Spoon. The word slices the tip of the tongue, slips through the cave of the mouth and disappears with a poof, in the same satisfying way my lips follow your perfect curve when I slurp yogurt off of you. There’s nothing you can’t do, nothing the smoothness of the cup that is your face, your beautifully welcoming, I-can-handle-a-lot face, can’t do. Who else could carry the weight of fried rice, marinated chicken and bird eggs while happily and dutifully keeping these foods safe and sound, tucked in and ready to go?
Food loves you, calls you its safe haven and my skin does too. You’re the only one who could bear to stand such a close relationship with both greasy oil and the dreary under eye, which is why there are plastic spoons and metal spoons and bamboo spoons and even hybrid spoons — the spork — because everyone else is just that jealous. My family and I eat with you every night and wouldn’t last a minute without your lovely presence. I adore the way your silver skin gleams in the light, but that’s only in my household. Sometimes, you are porcelain and glowing with blue flowers, and other times, you’re a delicate plastic. It’s an honor to have you around.

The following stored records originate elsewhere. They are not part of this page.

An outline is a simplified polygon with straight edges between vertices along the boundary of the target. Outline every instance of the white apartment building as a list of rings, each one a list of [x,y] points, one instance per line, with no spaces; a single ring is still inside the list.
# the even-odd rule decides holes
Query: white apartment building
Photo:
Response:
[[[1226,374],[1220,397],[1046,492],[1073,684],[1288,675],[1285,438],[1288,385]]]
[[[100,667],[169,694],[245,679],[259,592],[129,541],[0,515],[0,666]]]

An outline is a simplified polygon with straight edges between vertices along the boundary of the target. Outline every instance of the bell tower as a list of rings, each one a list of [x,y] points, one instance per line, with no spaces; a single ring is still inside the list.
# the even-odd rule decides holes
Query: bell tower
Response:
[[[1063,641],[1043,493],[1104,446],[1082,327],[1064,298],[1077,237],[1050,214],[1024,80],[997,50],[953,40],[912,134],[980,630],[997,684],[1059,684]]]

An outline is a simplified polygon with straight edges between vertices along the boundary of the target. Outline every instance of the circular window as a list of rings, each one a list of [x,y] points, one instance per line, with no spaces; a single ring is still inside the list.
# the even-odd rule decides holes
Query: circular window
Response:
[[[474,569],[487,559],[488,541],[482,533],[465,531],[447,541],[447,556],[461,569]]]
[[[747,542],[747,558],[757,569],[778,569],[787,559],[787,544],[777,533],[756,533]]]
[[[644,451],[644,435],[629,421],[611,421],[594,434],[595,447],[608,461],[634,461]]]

You are spectacular. You are my favorite. Ikaw ang paborito ko. Yet apparently, that’s all. It pains me to think that restaurants on the roads of liberty and hospitality and immigrants come to the States because it’s better see you as a tool for desserts and soups and side dishes. You, my most loved possession, are found on the outskirts of dining tables, set aside for last use. A measly knife has taken your place next to the napkin drooping like a wilted dove. A knife! Can you believe it! It can cut and stab and slice, but so can you — in addition to your already wondrous ability to scoop and hold.
I’ve been cherishing you for eighteen years and, if I’m being honest, I won’t be stopping on account of any dining conglomerate. You are magnificent and deserve to show off your talents — the greatest being your ability to be a comfort for the Filipino home. Your ability to carry yogurt, of course, is a close second.